Here’s a little cross referencing fun I don’t include in my review: On pages 267-272, the chapter called “Band Attack,” she reports on an incident at the happening LA folk rock club The Trip in which loose cannon Dick St. John explodes at the hipster back up band just before going on stage with them, for not appearing to treat him with proper respect. The performance is awful – Dick and Dee Dee are singing off key and Dee Dee sees the guitarists snickering out of the corner of her eye. She realizes the group has probably retaliated by tuning up a half step, while Dick, after the set, blames it all on her.

Jump over to Love drummer Michael Stuart-Ware’s 2003 memoir Behind the Scenes on the Pegasus Carousel, on pages 24-25. He’s talking about a gig at the Cinnamon Cinder, where he’d been playing regularly with the Sons of Adam (featuring guitarist Randy Holden). Dick and Dee Dee arrive just before the gig, tension’s in the air, and all throughout the disastrous set, Dick says things to the audience like “Jeez, this band is crappy, isn’t it?” and how big stars like him sometimes have to put up with crap like that.

The back story to this gig, according to Stuart-Ware, was that Dick had previously attempted to groom the Sons of Adam in his image, recording some demos and adding his own unique voice into the mix.
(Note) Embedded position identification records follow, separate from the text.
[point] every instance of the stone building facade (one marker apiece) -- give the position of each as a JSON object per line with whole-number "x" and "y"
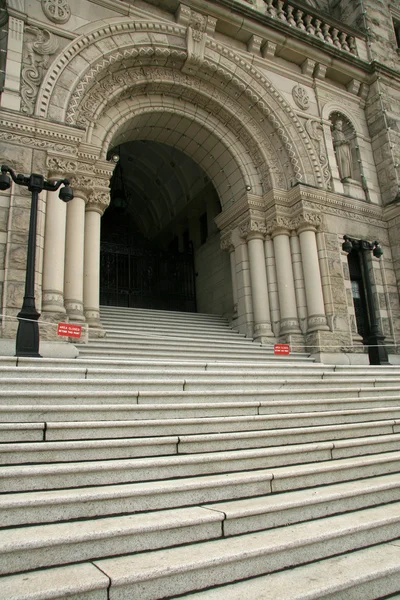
{"x": 259, "y": 131}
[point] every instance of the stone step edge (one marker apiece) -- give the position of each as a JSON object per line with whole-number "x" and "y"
{"x": 375, "y": 573}
{"x": 38, "y": 453}
{"x": 14, "y": 478}
{"x": 41, "y": 546}
{"x": 221, "y": 561}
He was furious when they finally begged off, so when Dick and the band were unexpectedly reunited by a promoter, Dick got his revenge, Stuart-Ware implies, by berating the band on stage and trying to make them look like inexperienced schlubs. Dee Dee mentions in her book that Dick (strictly a business partner) was always up to music biz stuff she didn’t know about, so maybe this was yet another example of that. Was it the same gig? Although each of their anecdotes take place at different venues, my hunch still leans towards yes.

[Update: Thanks to Dee Dee for setting my idle speculation to rest (see comments) – sounds like these were different gigs altogether – and for giving us a heads up on Dick Peterson’s Kingsmen memoir, Louie Louie, which has another account of St. John’s adventures.]

One Response to “Pop Matters review of Vinyl Highway

  1. Kim Says:

    All comments for this post were regrettably lost in the disaster of 12/08, including Dee Dee Phelps’s own wonderful response. Sigh.